1024 683 Lauren Kennedy

I have always been an all-natural kind of girl, with palm trees, ocean waves, and sandy toes on my mind. I feel more myself with little to no makeup, a blow out or beach waves that look effortless, and high-waisted Levi’s for that all-American, undone look. Like most girls, I cared about what I looked like growing up, but I didn’t spend too much time getting ready or analyzing my appearance. I truly believe my parents’ love and encouragement was a vessel in protecting me from low self value, and believing that I was a daughter of Jesus aided in focusing on developing lasting memories and friendships, rather than becoming consumed with the physical. Yet, I was very challenged on this mindset and perspective when my life took an unexpected turn.

 

My calendar paused, my career path changed, and my platform increased after a night of injury in 2011. I was sucked into a plane propeller; the blade cut into my brain and the left side of my body, resulting in the loss of my left eye, left hand, and half my head of hair post brain surgery. In retrospect, I clearly see how I easily submerged in destructive comparison after this life-altering experience. I felt depleted of beauty, but my foundation remained the same. My mom and dad’s love and encouragement became stronger. My faith and trust in believing Jesus loved me grew substantially. Somehow my perspective of beauty shifted, though, and I believe one of the gifts of this tragedy was revealing to me the meaningless things that I apparently held so dear. What “bothered” me most about the outcome of this accident revealed what I held as very valuable. Did I let outward beauty define me? Yes. Did I cherish attention more than I realized? Definitely. I truly had to sit back and be still. I had to reassess my foundation. I had to refocus on what was important. I quickly came to realize that comparison is equivalent to worry; it only severely hinders and limits fruition. Plus, if we really think about it, wouldn’t life be boring if we were all the same?

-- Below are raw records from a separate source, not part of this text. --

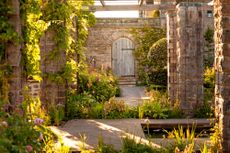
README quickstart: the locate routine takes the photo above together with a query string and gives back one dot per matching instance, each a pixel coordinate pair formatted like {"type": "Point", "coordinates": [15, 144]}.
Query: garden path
{"type": "Point", "coordinates": [112, 131]}
{"type": "Point", "coordinates": [132, 95]}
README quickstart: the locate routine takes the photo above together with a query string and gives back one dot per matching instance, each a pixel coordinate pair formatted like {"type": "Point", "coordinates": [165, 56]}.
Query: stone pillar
{"type": "Point", "coordinates": [172, 55]}
{"type": "Point", "coordinates": [190, 55]}
{"type": "Point", "coordinates": [13, 52]}
{"type": "Point", "coordinates": [51, 91]}
{"type": "Point", "coordinates": [222, 67]}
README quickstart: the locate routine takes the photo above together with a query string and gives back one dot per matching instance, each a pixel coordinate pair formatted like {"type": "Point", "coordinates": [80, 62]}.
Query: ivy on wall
{"type": "Point", "coordinates": [69, 21]}
{"type": "Point", "coordinates": [7, 35]}
{"type": "Point", "coordinates": [33, 28]}
{"type": "Point", "coordinates": [145, 38]}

The Lord has brought such healing these last five years. He has restored in me a new kind of inner confidence that is rooted in where my identity truly stands, and I have realized the following to be true: physical beauty fades; attention is temporary and unfulfilling. Yes, my insecurities are a daily struggle. I often catch myself comparing not only to other people but to my “old” self. Grief is intertwined in it all as I miss my hand and my eye daily, but a lot of the hesitation in loving the skin I am in comes from wanting to hide what has changed. I have learned to be open about this struggle to my sweet husband, family, and friends, and I am slowly realizing that freedom comes from vulnerability . I am also seeing that beauty truly is in accepting the scars, in character, in the humility of freely being you, and in loving others well. I am learning to fully accept and value the path the Lord has put in front of me, and I am learning to view that path as beautiful.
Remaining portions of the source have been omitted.